Wu: Absolutely. Hahaha.

Gupta: So what do you think of traveling? What do you think needs to happen to convince people to travel again? We decided to ask Erika Richter from the American Society of Travel Advisors.

Erika Richter, Senior Director of Communications, American Society of Travel Advisors: The future of travel will really depend on building the confidence of the traveling public. And these are improved standards of cleanliness and hygiene.

Gupta: In addition to requiring face masks, which you’ll just see more of, some airlines are also cutting down on in-flight dining services.

Frontier Airlines is the first US carrier to announce its intention to implement temperature controls. It will start in June. Others said they were limiting seat selection options to allow greater distance between passengers.

Richter: There has been a lot of discussion on the middle seat. And the reality is that airlines and their business model depend on an aircraft load factor.

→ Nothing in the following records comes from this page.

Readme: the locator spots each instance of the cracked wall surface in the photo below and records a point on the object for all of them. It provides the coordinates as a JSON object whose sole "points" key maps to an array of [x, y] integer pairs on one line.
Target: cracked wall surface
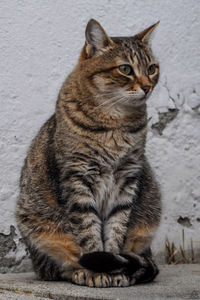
{"points": [[40, 44]]}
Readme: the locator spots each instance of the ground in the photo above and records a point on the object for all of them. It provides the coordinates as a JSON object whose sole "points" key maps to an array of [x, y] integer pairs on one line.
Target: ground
{"points": [[173, 282]]}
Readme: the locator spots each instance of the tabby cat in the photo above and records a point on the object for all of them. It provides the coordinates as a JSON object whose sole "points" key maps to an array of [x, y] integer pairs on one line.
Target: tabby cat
{"points": [[89, 204]]}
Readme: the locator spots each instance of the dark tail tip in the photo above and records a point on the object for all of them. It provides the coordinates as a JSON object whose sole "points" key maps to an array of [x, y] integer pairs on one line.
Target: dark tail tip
{"points": [[102, 261]]}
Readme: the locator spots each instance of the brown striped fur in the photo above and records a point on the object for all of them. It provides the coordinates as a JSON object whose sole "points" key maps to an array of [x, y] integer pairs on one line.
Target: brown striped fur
{"points": [[86, 185]]}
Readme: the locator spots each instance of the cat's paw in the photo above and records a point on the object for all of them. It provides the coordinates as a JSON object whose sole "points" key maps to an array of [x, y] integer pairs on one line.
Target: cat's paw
{"points": [[99, 280], [79, 276], [88, 278], [120, 280]]}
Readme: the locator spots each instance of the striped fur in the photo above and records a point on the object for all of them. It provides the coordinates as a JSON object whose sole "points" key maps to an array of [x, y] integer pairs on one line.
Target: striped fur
{"points": [[86, 185]]}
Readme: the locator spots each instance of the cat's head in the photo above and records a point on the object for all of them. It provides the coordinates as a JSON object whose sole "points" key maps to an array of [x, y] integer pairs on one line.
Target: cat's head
{"points": [[122, 70]]}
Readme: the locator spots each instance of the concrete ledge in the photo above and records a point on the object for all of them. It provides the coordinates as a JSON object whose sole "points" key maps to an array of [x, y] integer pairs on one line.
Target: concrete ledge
{"points": [[173, 282]]}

So the economic rule basically says that if you take 30% of the seats out of this business model, the rates may have to go up, and that might not be beneficial for passengers or airlines.

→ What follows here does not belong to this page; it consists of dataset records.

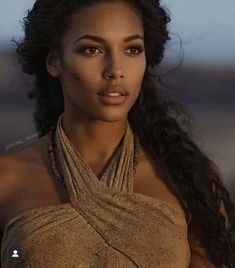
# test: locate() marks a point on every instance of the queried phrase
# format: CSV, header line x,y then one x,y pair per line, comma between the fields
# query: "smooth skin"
x,y
94,129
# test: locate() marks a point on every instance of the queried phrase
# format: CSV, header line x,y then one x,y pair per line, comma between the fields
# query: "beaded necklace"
x,y
52,160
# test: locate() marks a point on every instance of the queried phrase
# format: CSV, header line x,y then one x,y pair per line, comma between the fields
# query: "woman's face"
x,y
89,66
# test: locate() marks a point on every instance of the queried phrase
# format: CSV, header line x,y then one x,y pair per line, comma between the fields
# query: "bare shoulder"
x,y
16,172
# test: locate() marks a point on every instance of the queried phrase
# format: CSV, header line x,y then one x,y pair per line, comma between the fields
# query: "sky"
x,y
206,28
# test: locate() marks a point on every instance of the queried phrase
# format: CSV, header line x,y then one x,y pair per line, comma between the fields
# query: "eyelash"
x,y
83,49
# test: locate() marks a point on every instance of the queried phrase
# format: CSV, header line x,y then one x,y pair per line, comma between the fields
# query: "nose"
x,y
114,70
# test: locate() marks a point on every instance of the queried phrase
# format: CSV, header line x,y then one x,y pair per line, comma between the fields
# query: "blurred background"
x,y
204,83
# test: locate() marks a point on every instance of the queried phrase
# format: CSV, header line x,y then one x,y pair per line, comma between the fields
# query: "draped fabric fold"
x,y
105,224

Gupta: Outside the United States, different countries have also tried different things. New Zealand and Australia are committed to creating a “travel bubble“which allows visits between the two countries without quarantine – once it’s safe to do so.

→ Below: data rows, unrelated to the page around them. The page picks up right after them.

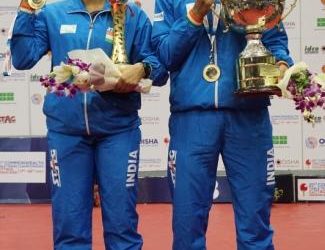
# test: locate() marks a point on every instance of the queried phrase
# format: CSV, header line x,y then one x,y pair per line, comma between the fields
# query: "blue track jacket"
x,y
185,48
66,25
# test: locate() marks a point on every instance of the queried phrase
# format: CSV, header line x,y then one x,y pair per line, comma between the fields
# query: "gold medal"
x,y
211,73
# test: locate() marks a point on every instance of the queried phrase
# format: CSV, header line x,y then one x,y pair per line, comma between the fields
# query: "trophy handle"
x,y
222,17
119,54
292,6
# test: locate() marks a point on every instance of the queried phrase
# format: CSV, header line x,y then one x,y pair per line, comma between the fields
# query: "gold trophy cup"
x,y
36,4
119,55
257,72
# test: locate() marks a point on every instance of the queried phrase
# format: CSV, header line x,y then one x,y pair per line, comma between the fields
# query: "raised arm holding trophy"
x,y
200,42
93,135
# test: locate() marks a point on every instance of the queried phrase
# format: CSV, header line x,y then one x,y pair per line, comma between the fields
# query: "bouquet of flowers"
x,y
76,74
305,88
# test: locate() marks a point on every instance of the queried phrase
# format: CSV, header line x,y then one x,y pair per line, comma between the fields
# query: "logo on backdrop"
x,y
55,169
311,50
7,119
37,98
311,142
303,188
3,32
149,142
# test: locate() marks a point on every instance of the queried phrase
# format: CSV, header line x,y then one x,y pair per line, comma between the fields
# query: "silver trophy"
x,y
257,71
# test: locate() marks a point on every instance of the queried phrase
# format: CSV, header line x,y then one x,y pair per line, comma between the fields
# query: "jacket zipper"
x,y
91,27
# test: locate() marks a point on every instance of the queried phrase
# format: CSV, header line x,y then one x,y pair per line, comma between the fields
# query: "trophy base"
x,y
259,91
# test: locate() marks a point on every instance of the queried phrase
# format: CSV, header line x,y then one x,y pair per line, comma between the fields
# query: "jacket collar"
x,y
79,6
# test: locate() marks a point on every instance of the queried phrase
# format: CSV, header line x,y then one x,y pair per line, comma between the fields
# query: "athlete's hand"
x,y
202,7
283,67
130,77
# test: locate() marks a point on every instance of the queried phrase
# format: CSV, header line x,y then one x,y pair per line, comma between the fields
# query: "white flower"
x,y
320,79
298,67
64,72
82,80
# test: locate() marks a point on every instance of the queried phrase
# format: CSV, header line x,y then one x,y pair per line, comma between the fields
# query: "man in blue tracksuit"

China has started to allow domestic travel, although its borders are still closed to most foreigners. Thailand is considering special tourist resorts that also act as quarantine zones.

Here is Erika Richter again.

Richter: It’s not going to be the same for everyone. And that is part of what creates this uncertainty is that the situation of each traveler will be different. And what they will expect will also be different.

And that’s why we say, “Okay, we need to have these standard procedures in place and they need to be clear,” so that we can communicate with our customers what they will expect when they get to airport. And that remains to be seen.

Gupta: Now, we do not yet know what these standards are and we do not know how permanent they could be.

Richter: If you think about September 11 and how we rotated after September 11 from the airport screening process to boarding the plane. You know, these improved airport controls have ultimately become faster and more effective. Take off the shoes, take off the belt, 3 ounce bottles, things like that.

And we know there are going to be changes. This is where we need government intervention with a standardized process.

Gupta: Aside from the changes we can see happening now, there will likely be more in the future.

For some experts, this means that we will have to rely on technology to travel without contact. And that could mean high-tech solutions. This is Andrea Serra from the World Economic Forum. Even before the pandemic, she was already working on a digital identity project called [Known Travelers Digital Identity] program.

Andrea Serra, Project Manager, Digital Identity of Known Travelers, World Economic Forum: What Covid has highlighted is that the future of travel must now be contactless, contactless and seamless. Right? And second, it highlights the fact that we now need to integrate health as a key part of the end-to-end journey.

Gupta: For Andrea, the future of travel is contactless and paperless. The truth is that we already have some in place – our boarding passes are already on our phones, and we are checking in online already.

Will be: Perhaps you could enter a check-in counter with easier facial recognition and get a bag label.

And there could also be a feature to avoid the queue at the door. This is true, because at the door, it is also a point where many people gather. I mean, airlines have been thinking about this for some time now. I know Delta had – some time ago – a digital queuing program. So there might be a way for you to be in the queue for your phone, and you get called whenever it’s your turn, etc.

Gupta: Travel, like so many other sectors affected by the pandemic, is still evolving. But many experts agree that we will adapt. We have already done this in other circumstances and we will do it again. I’m convinced.

We will come back tomorrow. Thanks for listening.